Declarative Provisioning of a Heterogeneous Real-Time Event Pipeline


The initial system was a single, monolithic Java application tasked with an impossible combination of responsibilities: ingesting a high-throughput stream of telemetry events, fanning them out to real-time dashboards, and performing complex, stateful analytical processing on the same data. During peak load, the HTTP ingestion threads would starve the analytics background jobs, causing processing lags. Conversely, a heavy analytics cycle would spike CPU and GC pauses, increasing ingestion latency and leading to dropped events. This operational friction forced a decomposition, not just into services, but into specialized runtimes, each chosen for a specific performance characteristic. The challenge then became managing this polyglot environment without succumbing to infrastructural chaos.

The architectural hypothesis was straightforward: a pipeline of specialized components.

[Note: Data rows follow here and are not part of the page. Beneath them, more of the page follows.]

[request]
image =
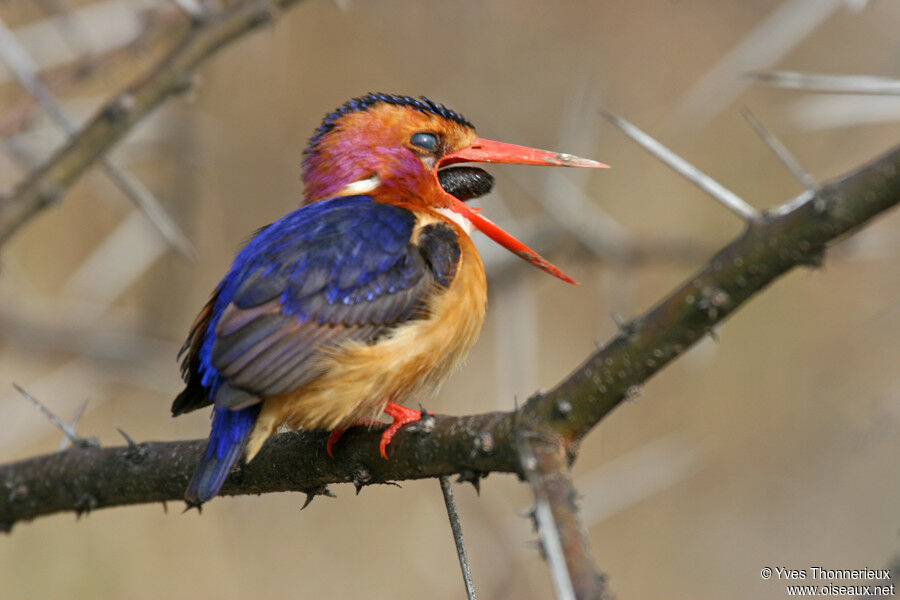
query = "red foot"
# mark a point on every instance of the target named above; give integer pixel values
(402, 416)
(337, 433)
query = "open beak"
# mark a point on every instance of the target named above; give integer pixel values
(488, 151)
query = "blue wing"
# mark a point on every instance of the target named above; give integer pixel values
(337, 270)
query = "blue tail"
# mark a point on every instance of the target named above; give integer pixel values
(226, 443)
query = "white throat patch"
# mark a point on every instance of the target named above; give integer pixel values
(363, 186)
(458, 219)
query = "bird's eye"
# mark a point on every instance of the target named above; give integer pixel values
(425, 141)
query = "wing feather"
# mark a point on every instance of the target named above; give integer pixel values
(339, 270)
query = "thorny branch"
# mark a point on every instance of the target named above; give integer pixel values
(794, 234)
(563, 538)
(172, 74)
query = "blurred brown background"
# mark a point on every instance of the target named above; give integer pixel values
(776, 446)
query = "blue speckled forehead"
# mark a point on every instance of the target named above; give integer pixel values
(422, 104)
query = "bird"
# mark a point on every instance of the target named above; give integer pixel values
(369, 294)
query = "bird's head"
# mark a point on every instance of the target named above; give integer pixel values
(393, 147)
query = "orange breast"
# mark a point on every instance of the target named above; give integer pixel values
(358, 379)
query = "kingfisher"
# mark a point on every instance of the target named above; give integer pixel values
(368, 295)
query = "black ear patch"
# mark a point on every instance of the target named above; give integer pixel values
(465, 182)
(440, 248)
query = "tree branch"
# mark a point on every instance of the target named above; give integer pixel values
(796, 233)
(172, 74)
(563, 537)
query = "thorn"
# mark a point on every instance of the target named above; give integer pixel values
(723, 195)
(473, 477)
(73, 437)
(839, 84)
(85, 505)
(562, 408)
(128, 439)
(65, 443)
(626, 328)
(781, 151)
(360, 478)
(322, 490)
(813, 260)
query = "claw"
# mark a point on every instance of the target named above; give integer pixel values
(402, 416)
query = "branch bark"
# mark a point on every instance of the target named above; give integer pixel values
(794, 234)
(44, 186)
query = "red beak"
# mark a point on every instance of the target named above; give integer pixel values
(488, 151)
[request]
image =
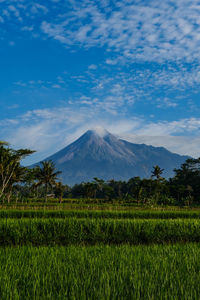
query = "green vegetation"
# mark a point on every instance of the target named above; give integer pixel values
(74, 231)
(101, 272)
(103, 240)
(103, 214)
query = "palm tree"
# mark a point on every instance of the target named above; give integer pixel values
(46, 175)
(10, 167)
(59, 190)
(157, 171)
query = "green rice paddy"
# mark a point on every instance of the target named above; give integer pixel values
(91, 254)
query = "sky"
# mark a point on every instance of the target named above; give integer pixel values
(130, 66)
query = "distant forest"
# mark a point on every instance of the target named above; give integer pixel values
(41, 182)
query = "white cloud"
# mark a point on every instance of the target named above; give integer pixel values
(155, 31)
(49, 130)
(184, 145)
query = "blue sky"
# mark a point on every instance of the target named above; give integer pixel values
(129, 66)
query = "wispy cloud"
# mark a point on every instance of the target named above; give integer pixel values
(150, 31)
(47, 131)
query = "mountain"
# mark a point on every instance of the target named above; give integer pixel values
(97, 153)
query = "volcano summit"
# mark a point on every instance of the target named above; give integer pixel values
(98, 153)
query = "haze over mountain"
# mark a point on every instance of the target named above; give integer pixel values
(98, 153)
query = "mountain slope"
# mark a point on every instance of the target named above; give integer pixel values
(102, 155)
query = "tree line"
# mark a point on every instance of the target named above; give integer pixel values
(42, 181)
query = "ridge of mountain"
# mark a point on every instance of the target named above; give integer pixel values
(98, 153)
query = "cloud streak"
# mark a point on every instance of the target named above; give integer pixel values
(47, 131)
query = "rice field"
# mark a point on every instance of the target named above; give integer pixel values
(101, 272)
(105, 214)
(99, 254)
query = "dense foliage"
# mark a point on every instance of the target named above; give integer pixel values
(17, 183)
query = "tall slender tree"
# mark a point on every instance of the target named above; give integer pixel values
(46, 175)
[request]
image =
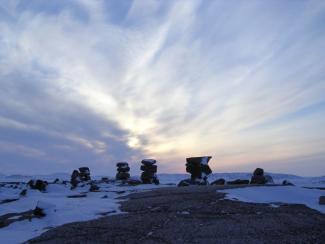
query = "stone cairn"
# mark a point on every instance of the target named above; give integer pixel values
(258, 177)
(84, 174)
(79, 176)
(123, 170)
(149, 169)
(199, 169)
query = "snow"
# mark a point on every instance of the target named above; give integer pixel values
(59, 208)
(96, 204)
(276, 195)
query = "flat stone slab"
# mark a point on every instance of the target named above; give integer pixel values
(194, 214)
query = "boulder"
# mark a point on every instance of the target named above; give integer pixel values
(123, 169)
(75, 179)
(155, 181)
(84, 173)
(133, 182)
(258, 179)
(198, 166)
(219, 182)
(122, 176)
(43, 208)
(186, 182)
(38, 185)
(322, 200)
(23, 193)
(287, 183)
(259, 171)
(149, 168)
(94, 188)
(122, 164)
(148, 161)
(269, 179)
(56, 181)
(238, 182)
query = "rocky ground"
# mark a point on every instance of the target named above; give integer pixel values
(195, 214)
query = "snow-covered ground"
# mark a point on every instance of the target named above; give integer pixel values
(61, 209)
(276, 195)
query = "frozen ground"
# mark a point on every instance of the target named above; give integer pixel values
(277, 195)
(63, 210)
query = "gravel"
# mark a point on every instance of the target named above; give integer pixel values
(195, 214)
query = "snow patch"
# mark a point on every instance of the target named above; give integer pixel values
(277, 194)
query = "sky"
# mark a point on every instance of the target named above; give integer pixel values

  1. Ingestion Tier: A stateless, brutally efficient service to accept incoming HTTP requests, perform minimal validation, and immediately hand off the payload. The only metrics that matter here are requests per second, p99 latency, and memory footprint. Rust, with its compile-time guarantees and the Actix-web framework, was the clear contender.
  2. Distribution Tier: A service capable of maintaining tens of thousands of persistent, low-latency connections (WebSockets) for real-time subscribers. This is a concurrency and state-management problem. The BEAM VM, via Elixir and its battle-tested OTP framework, is purpose-built for this exact scenario. Its lightweight process model and fault-tolerance primitives are non-negotiable advantages.
  3. Processing Tier: A robust service for durable, at-least-once processing of events. This requires a mature ecosystem for database interaction, complex business logic, and reliable transaction management. The existing team’s expertise and the vast library support made Java, specifically with Spring Boot, the pragmatic choice.
  4. Infrastructure Glue: Defining, deploying, and connecting these disparate services, along with their networking, messaging bus (RabbitMQ), and database (PostgreSQL), demanded an Infrastructure as Code solution. We opted for Pulumi over alternatives like Terraform primarily for its use of general-purpose programming languages. Defining infrastructure in Java allowed us to create higher-level abstractions and share code patterns with the Java processing service team, reducing context switching.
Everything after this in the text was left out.